Through a long Twitter thread pieced up in the afternoon, Miami, who is based in South Africa, also narrated to his followers the story of how pressure to forgive his parents left him indebted to an abuser whom he was dating at the time.
In his posts, Miami went on to air out quite a load of his personal family stuff, including his extended cut of communication between him and his mother after she kicked him out of their home for being gay when he was just 17 years old.
“My mom and I hadn’t spoken in years. Not after she’d kicked me out for being gay. I had to figure everything out myself. I was 17,” one of the tweets read in part.
According to him, the next time they spoke to each other was after she called to inform him that Louis Otieno was seriously ill in hospital and urged him to come visit his father in Nairobi and bury the hatchet.
He was 20 years old at the time.
The trip back home, however, didn’t turn out as expected.
As he continues to explain, when he got into the ward where his father was admitted, he had already tried to deny him as his son within the first few minutes of their conversation which he says only lasted about ten minutes.
But according to his thread, things got a bit smoother once his father realized that Miami had flown in all the way from Cape Town just to see him and suspected that he had found fortune.
Thereafter, following his return back to South Africa, he claims that his father then started indirectly soliciting cash from him through his mother.
Requests to which he gave in out of naivety.
“As soon as I get back to CPT the calls start. My mother is asking me for money on his behalf. And I was foolish. I was trying to ‘forgive’. So I sent the money,” he writes.
In June last year, Silas Miami for the first time admitted to the world that he is gay.
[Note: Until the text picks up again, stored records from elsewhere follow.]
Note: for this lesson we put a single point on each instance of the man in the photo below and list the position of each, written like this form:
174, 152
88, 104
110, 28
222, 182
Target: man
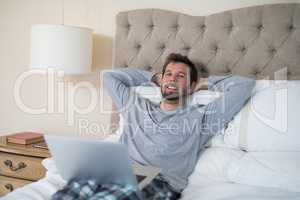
171, 135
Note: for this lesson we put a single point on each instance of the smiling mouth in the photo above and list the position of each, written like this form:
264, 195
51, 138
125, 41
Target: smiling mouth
171, 87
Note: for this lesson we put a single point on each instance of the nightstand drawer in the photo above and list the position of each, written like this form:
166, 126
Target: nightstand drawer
25, 167
9, 184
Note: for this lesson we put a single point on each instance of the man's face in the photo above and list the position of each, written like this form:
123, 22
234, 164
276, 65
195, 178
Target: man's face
175, 81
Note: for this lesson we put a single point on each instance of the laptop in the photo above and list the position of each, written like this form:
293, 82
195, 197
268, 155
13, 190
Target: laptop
106, 162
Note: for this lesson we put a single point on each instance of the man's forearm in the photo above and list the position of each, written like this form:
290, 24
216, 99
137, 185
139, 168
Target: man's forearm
118, 83
128, 77
223, 83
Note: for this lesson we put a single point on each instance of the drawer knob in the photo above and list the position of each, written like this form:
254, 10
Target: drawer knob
9, 164
9, 187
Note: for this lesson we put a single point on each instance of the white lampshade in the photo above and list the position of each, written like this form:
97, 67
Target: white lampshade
65, 48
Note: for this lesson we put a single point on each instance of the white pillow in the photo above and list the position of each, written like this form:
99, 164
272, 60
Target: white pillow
267, 169
213, 163
268, 122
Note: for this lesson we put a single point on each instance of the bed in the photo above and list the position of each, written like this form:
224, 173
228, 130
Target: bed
252, 160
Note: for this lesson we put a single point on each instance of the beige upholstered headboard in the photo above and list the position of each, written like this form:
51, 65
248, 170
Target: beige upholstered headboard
254, 41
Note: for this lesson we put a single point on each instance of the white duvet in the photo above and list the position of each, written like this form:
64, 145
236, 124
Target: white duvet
221, 174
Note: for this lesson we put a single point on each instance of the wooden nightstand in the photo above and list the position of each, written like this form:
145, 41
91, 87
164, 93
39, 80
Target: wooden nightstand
20, 165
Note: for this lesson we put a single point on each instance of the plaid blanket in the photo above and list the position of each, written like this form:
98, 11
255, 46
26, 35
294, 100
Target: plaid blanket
82, 189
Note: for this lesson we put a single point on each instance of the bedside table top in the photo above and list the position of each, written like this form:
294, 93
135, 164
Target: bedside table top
27, 150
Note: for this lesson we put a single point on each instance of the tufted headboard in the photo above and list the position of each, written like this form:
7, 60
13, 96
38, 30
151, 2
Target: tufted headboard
255, 41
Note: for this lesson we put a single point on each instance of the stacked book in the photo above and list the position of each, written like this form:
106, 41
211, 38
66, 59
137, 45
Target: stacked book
25, 138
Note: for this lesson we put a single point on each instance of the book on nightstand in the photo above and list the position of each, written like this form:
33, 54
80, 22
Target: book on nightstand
25, 138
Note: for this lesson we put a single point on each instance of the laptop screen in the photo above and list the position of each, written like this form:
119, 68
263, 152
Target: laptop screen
140, 178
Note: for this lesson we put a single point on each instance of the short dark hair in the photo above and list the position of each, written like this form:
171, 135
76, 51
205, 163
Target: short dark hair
178, 58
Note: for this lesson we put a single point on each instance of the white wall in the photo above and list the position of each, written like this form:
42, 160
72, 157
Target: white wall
17, 16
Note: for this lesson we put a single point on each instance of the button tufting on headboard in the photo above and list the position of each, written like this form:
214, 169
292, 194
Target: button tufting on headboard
253, 41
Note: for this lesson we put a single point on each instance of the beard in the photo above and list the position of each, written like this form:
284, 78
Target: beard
174, 96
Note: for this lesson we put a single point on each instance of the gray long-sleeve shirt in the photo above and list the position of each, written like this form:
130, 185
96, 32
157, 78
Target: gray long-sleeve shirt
172, 140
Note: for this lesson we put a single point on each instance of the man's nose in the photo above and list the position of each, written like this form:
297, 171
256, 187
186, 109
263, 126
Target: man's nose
173, 78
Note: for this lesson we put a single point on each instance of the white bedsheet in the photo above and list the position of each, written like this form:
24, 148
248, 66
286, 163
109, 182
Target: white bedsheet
204, 188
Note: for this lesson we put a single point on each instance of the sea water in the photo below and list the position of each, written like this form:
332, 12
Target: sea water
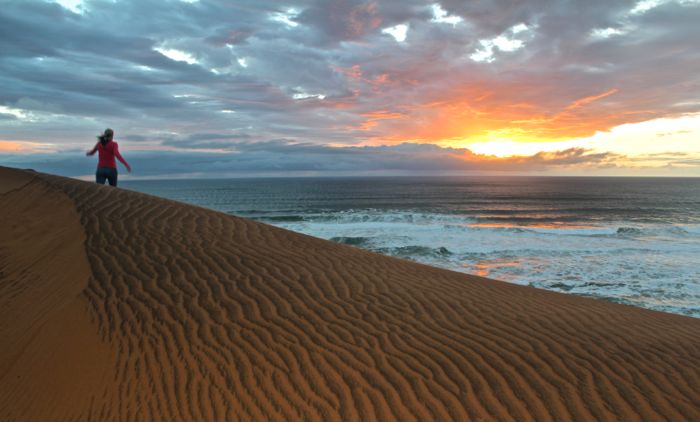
627, 240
In a post shared across his social media accounts, Miami revealed that he had been in a marriage with a Mzungu lover for one year.
At the time Miami said that he was aware his post would set tongues wagging but he was ready for it all.
In a past interview, the creative who is behind the some popular local films such as Supa Modo and Lusala, stated that he had no relationship with his father and that they only met later in life when he was helping with his hospital bill.
“My mother was technically a single mother. I had no relationship with my father. He was the man we watched on TV. However, we met later on in life when he fell sick and I was helping with the bill. We have a cordial relationship. Although we do not talk, I wish him well and he does the same for me. I got to the point where I realised that parents too are only human and a product of what they have seen in life. I have come to recognise my father’s failures, but also acknowledge his humanity,” Miami told a local media house.
Check out Silas Miami’s entire Twitter thread below.
Louis Otieno…
About two years ago, Miami’s dad Louis Otieno announced that he had lost his hearing and appealed to Kenyans to help him raise funds to enable him to undergo cochlear implant surgery.
Last year he revealed that he underwent successful surgery for the hearing problem and that he plots to make a TV comeback soon.
Other than his illness, Otieno has for several years been battling a court case linking him to the death of Careen Chepchumba.
Ms Chepchumba was found dead inside her apartment at Santonia Court, Kilimani, on February 12, 2012.
Mr Otieno has repeatedly pleaded his innocence in the killing of the former employee of Kenya Power Company.
But the victim’s father has maintained that the journalist extorted money from his daughter to finance his flashy lifestyle.
At his prime, before things began crumbling, his career in media grew as he commanded such authority in the studio that he became one of the highest-paid Kenyan anchors of his time.